Standardized tests are the antithesis of great education and innovation.


I was fortunate to live in a time and place where our teachers were mostly backed by their administrators and given the creative license to teach their subjects in a way their students connected with it. I also had some teachers who lacked creativity and therefore made learning excruciating, but I suppose we all need that from time to time to really appreciate the good stuff. We had standardized tests but there weren't high stakes testing, as in, the test was for our educational insight not the basis of funding for the school.

The world started changing, and our little island of a mountain town would not hold out from the changes for long. Education policies started coming out from the White House. Nancy Regan’s “Just Say No” program was arguably the most disastrous and detrimental programs to be disseminated throughout the school auditoriums in American history, save the Red Scare perhaps. Mental health issues began to soar. War continued to rage in the Middle East. Domestic Terrorism hit the scene in a big way, although only because lots of white people were the victims. School shootings rose at an alarming pace. Suicide in children spiked. STEM was pushed at the expense of fine arts. “No Child Left Behind” was enacted, and while graduation rates rose, literacy and proficiency dropped. College and career readiness became the focus, rather than understanding and mastery over subjects, rather than engaging and empowering learners. School Choice became a buzzword, though it was just a rebranding of the ever controversial “bussing”, or segregation.
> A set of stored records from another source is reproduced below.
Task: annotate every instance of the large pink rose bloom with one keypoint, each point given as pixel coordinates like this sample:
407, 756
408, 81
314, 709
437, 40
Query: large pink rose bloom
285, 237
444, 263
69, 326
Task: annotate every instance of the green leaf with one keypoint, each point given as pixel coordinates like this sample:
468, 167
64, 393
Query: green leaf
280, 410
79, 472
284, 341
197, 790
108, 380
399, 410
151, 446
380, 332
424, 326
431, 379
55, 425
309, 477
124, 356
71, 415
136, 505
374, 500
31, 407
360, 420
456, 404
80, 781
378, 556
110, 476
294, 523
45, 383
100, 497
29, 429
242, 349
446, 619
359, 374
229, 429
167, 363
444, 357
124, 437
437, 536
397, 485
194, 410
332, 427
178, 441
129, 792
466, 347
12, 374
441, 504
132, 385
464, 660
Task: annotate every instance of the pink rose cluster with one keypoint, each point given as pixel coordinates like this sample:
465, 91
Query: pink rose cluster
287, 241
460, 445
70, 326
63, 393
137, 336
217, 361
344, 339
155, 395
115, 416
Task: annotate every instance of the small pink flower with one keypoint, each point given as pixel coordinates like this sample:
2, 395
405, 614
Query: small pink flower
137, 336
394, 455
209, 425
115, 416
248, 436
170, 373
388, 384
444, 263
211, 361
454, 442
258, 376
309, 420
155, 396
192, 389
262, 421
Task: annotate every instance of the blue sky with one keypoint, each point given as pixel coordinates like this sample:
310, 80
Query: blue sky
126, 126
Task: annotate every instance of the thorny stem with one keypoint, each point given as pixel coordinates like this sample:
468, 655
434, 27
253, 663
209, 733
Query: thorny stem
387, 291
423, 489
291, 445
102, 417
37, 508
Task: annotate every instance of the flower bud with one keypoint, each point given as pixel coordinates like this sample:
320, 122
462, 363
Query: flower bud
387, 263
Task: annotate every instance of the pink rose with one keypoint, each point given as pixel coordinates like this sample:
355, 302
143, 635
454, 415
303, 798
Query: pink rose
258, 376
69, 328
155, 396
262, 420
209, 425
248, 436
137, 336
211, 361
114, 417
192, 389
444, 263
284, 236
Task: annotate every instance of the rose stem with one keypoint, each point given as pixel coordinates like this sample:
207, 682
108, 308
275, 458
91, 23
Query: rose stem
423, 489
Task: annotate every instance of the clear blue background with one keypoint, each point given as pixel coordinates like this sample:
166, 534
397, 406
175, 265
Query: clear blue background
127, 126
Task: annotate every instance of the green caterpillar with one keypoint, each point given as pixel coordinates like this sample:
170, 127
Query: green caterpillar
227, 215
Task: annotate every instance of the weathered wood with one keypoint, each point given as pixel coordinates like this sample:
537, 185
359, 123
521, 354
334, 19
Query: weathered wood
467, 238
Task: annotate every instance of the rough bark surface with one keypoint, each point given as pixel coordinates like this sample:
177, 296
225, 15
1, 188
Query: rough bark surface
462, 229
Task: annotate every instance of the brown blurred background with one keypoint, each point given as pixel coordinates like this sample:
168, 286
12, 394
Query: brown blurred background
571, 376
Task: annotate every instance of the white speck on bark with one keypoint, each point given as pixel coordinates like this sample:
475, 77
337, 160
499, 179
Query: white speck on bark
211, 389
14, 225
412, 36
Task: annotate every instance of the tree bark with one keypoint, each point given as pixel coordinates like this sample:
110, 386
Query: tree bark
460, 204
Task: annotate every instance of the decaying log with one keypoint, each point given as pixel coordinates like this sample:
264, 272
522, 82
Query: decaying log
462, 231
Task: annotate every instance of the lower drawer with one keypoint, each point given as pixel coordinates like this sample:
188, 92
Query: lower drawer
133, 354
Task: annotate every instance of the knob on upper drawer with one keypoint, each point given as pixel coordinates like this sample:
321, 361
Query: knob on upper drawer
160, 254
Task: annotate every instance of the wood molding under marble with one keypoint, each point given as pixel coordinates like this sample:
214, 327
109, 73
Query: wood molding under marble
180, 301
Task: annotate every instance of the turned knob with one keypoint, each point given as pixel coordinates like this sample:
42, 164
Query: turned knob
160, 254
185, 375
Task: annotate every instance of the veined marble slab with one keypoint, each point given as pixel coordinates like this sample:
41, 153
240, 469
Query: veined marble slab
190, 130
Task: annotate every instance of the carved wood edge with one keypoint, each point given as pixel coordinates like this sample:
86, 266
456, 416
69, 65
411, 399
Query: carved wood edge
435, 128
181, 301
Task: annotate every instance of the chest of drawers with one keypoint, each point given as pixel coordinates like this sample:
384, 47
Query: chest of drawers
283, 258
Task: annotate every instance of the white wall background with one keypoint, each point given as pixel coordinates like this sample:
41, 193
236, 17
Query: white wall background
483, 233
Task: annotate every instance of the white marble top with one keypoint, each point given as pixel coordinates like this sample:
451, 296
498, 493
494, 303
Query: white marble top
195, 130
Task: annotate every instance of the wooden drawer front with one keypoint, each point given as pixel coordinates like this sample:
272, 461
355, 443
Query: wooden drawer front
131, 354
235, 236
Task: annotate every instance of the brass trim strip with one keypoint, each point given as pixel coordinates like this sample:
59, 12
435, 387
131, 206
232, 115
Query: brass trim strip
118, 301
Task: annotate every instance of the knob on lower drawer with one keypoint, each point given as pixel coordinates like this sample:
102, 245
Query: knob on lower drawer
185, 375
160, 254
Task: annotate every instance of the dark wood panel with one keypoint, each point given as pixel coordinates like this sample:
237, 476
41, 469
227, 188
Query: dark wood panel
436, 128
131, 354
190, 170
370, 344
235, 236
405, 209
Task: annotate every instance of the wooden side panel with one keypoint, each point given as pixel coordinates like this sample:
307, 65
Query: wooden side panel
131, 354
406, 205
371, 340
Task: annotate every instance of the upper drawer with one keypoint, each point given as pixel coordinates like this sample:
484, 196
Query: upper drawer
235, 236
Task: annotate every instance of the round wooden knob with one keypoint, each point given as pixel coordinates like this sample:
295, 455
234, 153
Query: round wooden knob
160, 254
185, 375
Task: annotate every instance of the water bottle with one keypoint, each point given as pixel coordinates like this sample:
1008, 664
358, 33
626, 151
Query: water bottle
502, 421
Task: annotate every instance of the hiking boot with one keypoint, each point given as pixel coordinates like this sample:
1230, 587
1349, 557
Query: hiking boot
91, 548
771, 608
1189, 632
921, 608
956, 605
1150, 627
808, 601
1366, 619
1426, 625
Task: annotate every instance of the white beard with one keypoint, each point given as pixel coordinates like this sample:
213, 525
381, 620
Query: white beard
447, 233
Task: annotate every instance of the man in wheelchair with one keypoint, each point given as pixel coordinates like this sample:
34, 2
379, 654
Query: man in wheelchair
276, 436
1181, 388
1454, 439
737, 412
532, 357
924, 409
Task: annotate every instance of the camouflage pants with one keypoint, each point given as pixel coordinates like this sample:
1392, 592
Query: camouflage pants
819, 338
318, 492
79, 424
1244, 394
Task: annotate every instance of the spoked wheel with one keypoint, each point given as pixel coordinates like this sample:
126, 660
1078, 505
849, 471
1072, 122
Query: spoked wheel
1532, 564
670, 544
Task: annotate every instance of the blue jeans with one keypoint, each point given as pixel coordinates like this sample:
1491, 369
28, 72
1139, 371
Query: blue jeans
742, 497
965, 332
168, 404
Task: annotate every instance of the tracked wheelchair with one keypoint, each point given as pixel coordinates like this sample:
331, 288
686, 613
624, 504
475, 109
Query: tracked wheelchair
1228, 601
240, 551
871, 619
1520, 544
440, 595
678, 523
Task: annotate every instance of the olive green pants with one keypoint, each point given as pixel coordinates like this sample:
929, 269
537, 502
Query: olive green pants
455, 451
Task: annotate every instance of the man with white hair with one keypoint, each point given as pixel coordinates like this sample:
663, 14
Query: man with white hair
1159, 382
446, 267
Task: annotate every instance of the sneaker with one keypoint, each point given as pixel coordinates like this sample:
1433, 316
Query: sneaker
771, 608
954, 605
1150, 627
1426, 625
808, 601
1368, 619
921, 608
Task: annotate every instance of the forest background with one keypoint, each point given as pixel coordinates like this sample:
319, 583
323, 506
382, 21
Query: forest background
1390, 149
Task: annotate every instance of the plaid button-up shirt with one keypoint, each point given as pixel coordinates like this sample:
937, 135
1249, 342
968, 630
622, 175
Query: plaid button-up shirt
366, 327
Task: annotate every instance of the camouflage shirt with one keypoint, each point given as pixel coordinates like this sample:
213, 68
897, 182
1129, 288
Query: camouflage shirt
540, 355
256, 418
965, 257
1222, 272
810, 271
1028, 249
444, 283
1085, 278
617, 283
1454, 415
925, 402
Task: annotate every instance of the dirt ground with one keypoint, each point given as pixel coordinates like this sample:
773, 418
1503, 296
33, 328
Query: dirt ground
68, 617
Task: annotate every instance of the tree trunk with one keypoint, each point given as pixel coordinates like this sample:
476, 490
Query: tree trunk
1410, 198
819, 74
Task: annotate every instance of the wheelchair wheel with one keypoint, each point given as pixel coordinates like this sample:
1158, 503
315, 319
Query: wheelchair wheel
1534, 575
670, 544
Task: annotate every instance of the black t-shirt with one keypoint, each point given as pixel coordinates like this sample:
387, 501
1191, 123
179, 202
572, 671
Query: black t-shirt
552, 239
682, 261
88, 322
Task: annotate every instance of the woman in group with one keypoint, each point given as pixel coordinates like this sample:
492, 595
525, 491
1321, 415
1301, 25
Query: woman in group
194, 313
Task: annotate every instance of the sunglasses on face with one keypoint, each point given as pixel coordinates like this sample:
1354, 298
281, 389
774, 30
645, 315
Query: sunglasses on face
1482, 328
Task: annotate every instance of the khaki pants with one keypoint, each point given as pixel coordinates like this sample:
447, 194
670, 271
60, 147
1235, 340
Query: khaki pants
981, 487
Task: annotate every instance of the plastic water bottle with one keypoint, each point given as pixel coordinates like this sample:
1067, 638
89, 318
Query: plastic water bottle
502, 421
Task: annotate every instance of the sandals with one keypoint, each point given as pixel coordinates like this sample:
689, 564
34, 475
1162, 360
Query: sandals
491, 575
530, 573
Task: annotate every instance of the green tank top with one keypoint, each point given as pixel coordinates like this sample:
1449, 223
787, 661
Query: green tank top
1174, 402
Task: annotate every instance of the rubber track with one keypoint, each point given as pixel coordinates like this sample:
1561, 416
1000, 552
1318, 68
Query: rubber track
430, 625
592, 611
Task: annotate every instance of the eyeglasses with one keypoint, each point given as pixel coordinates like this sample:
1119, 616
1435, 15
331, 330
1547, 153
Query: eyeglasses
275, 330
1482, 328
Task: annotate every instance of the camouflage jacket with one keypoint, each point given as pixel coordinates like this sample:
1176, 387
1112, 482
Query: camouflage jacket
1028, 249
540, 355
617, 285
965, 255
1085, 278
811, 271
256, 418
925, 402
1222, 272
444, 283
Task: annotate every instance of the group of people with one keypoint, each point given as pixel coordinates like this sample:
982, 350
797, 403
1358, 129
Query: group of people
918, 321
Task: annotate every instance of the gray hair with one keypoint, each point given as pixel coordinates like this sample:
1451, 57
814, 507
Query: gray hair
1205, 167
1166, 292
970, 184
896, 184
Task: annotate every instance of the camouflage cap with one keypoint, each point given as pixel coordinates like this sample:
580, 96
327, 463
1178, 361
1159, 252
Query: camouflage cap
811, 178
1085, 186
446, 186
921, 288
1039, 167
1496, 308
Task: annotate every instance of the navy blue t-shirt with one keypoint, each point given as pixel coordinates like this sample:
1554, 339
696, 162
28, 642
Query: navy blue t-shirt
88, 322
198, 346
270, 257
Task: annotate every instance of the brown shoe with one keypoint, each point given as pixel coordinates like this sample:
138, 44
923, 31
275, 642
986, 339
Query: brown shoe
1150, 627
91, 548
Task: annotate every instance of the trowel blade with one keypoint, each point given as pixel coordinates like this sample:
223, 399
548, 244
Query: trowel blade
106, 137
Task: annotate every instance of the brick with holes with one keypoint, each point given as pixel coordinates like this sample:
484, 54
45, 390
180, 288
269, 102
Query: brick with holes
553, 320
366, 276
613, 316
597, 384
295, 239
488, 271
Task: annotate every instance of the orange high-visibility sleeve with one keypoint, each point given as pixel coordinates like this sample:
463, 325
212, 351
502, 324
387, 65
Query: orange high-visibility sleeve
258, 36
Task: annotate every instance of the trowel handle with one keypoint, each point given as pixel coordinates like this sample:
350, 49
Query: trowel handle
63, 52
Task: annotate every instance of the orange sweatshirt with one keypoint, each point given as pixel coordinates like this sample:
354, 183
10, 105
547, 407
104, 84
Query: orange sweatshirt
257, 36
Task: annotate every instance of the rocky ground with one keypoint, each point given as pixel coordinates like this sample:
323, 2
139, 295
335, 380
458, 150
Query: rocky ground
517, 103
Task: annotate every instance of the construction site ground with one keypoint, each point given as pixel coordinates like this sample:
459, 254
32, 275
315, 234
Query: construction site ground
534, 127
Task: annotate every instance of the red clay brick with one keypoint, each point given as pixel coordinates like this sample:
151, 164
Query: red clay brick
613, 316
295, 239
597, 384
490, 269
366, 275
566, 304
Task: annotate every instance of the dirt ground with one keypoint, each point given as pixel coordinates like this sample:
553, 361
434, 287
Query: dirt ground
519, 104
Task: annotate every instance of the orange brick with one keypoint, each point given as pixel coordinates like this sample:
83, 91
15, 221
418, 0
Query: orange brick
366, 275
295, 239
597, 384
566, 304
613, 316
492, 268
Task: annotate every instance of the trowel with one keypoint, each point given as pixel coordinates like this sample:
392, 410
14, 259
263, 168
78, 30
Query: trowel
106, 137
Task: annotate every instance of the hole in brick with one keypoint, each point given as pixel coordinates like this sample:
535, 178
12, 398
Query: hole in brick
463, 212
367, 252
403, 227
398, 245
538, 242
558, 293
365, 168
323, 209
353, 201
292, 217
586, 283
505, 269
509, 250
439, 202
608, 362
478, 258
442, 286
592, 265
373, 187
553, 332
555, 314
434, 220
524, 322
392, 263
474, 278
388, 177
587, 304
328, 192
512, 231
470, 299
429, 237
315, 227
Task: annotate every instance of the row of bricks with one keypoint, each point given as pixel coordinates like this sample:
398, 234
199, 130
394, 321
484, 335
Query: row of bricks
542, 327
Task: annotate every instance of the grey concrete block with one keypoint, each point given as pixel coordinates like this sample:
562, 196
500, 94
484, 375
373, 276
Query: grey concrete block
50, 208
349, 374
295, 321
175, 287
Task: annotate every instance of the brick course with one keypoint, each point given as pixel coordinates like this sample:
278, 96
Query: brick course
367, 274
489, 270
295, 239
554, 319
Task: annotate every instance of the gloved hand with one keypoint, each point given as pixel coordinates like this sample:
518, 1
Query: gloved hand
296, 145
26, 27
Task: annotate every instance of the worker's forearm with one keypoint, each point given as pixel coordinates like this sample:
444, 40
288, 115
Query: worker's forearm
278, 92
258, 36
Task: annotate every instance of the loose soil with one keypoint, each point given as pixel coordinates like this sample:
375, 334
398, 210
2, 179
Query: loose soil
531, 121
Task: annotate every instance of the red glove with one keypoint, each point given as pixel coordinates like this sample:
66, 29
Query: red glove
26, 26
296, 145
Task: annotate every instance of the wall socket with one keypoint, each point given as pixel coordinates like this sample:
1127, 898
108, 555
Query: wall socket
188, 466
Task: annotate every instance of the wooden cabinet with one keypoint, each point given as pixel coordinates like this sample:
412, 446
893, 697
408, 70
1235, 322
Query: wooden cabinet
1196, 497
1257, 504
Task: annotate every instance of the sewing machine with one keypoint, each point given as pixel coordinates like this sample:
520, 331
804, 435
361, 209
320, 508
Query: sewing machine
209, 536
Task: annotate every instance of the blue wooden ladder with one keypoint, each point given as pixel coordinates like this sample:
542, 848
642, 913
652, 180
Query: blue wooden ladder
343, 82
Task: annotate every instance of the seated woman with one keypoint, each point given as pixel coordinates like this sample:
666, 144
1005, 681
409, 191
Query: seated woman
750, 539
Religious Conservatives used this word to defend their right to homeschool. Liberals used this word as a sign of equality, although it, too, has backfired.

With “No Child Left Behind”, standardized tests became explicitly linked to funding, which in fact widened the gap of access to education and resources, funneling more money to neighborhoods that already had access to more privileges than their poorer counterparts, and depriving poorer struggling schools from the resources they badly needed, ultimately having them shut down for poor performance, which the government caused by withholding necessary funding to improve, which in turn caused these students to disperse to the next closest school, placing the financial burden of needed resources on the next one, enacting a vicious cycle that now has our teachers under-supported, underpaid, under appreciated, and ready to quit their profession.

Aside from the insanity of withholding funds from obviously struggling schools, to really understand this, you have to understand why standardized tests are grossly insufficient in measuring a child’s aptitude and how in doing so actually has hampered their educational development and overall proficiency of knowledge. First of all, it doesn’t allow for different learning styles. In fact, less than 30% of students learn and retrieve information that way, which means the majority of students are receiving scores that do not reflect their actual knowledge or aptitude. So in order for teachers to increase these scores, they have to teach the information explicitly. The goal of education then becomes testing, not learning, leaving students educationally malnourished with a bulimic sort of education where they cram information in and puke it out on the test, retaining very little worthwhile knowledge. Instead of raising the collective knowledge and understanding, the bar for proficiency continues to be lowered to ensure “No Child [is] Left Behind”, graduating students who have lower levels of literacy and proficiency than at any other time in our history. As a result, college professors all over the country are having to “dumb down” their intro level courses to retain students, proving again that administration is placing profit over purpose. The importance placed on the standardized test has systematically dismantled any worthwhile form of education in the public school setting, leaving us with generations of less than educated citizens.

Policy does not ensure progress. People can not be made to think differently through laws or rules, we have seen this throughout human history. The only way to lasting change is through changing the heart and mind of every citizen. If only that were the focus of education, forming whole people, not products on the factory line of education.